Indian film distributor

Shanmugam Subbaiah (1930–2012) was a well known film distributor in the Madurai district of Tamil Nadu, India, with an experience of 40 years. His initial film career started off as a ticket checker in the Natraj film theatre in Karaikudi. Then he advanced to become the owner of the same theatre. This was followed by a series of successes which made him start a film distribution unit called 'Venkateshwara Films' in the Thirunalveli district of Tamil Nadu. After that turned out to be a success, he proceeded to Madurai and started another unit called 'Vaideki movies ' as a partnership with noted producer, lyricist and writer Panju Arunachalam. He kept closing and opening distribution units due to internal problems. He retired from film distribution at the end of the 20th century due to chronic health problems.

== Early life ==
Shanmugam was born to Subbaiah, a rich businessman, and Seethai, a rich landlady belonging to the Ilupakudi village, in the Karaikudi district of Tamil Nadu. His mother died some time after his birth and his father married another woman. He was hated by his stepmother who did not even give him food to eat. He was a talented boy and was also a star footballer in his school, but he had to discontinue schooling due to lack of support. He was born a rich boy but live like a poor one. His aunt bore witness to this and made him stay at her house in Aravayal. His uncle got him the job of a ticket checker at the Natraj theater, following his interest in the cinema industry. Due to his determination and hard work, he was liked by the theater owner and was eventually given the post of manager. And thus, he started his film career.

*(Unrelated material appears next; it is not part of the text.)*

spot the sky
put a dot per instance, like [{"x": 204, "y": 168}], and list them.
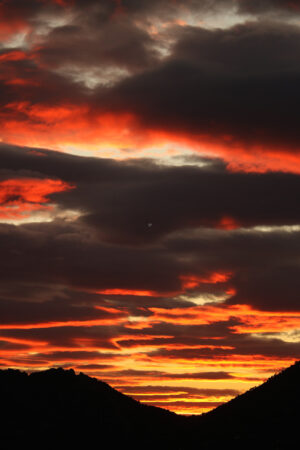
[{"x": 149, "y": 193}]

Shanmugam married Manimeghalai of Kandadevi, a village adjoining his hometown and moved to a rented flat in Thirunalveli. He had five children in all. He started a film distribution circuit called ‘Venkateshwara films’ as a joint venture. It was a success . This was his first attempt at distribution. Then he started his lone distribution project in the form of ‘Priya films’. That too was a success. He received a big income and distributed a large number of films. He wanted to replicate his success at an even bigger scale. So he closed that unit and from the rented flat of Thirunalveli, he shifted to his own house in Madurai.

In Madurai, he started a distribution company called ‘Vaideki movies’ with Panju Arunachalam as a partner. It was a major hit. He mostly distributed films of Actors Rajinikanth and Kamal Haasan. He had also distributed the films of Actors Sivaji Ganesan and MG Ramachandran from his previous unit, including the super hit Sivaji film ‘Vazhkai’. He closed this unit and started another one called ‘Gayathri films’. This was his last unit and that too was a major hit.

== Problems ==
It was his film career, which brought him his fortune, that caused his downfall. The tension and pressure of success prevented him from sleeping and breathing properly. This made him take overdoses of sleeping tablets. This cost him dearly in his later days. He lost his hearing and could only see partially. He could not walk properly. His neural system got damaged severely. He tried to fight it but could not. He died on 26 May 2012.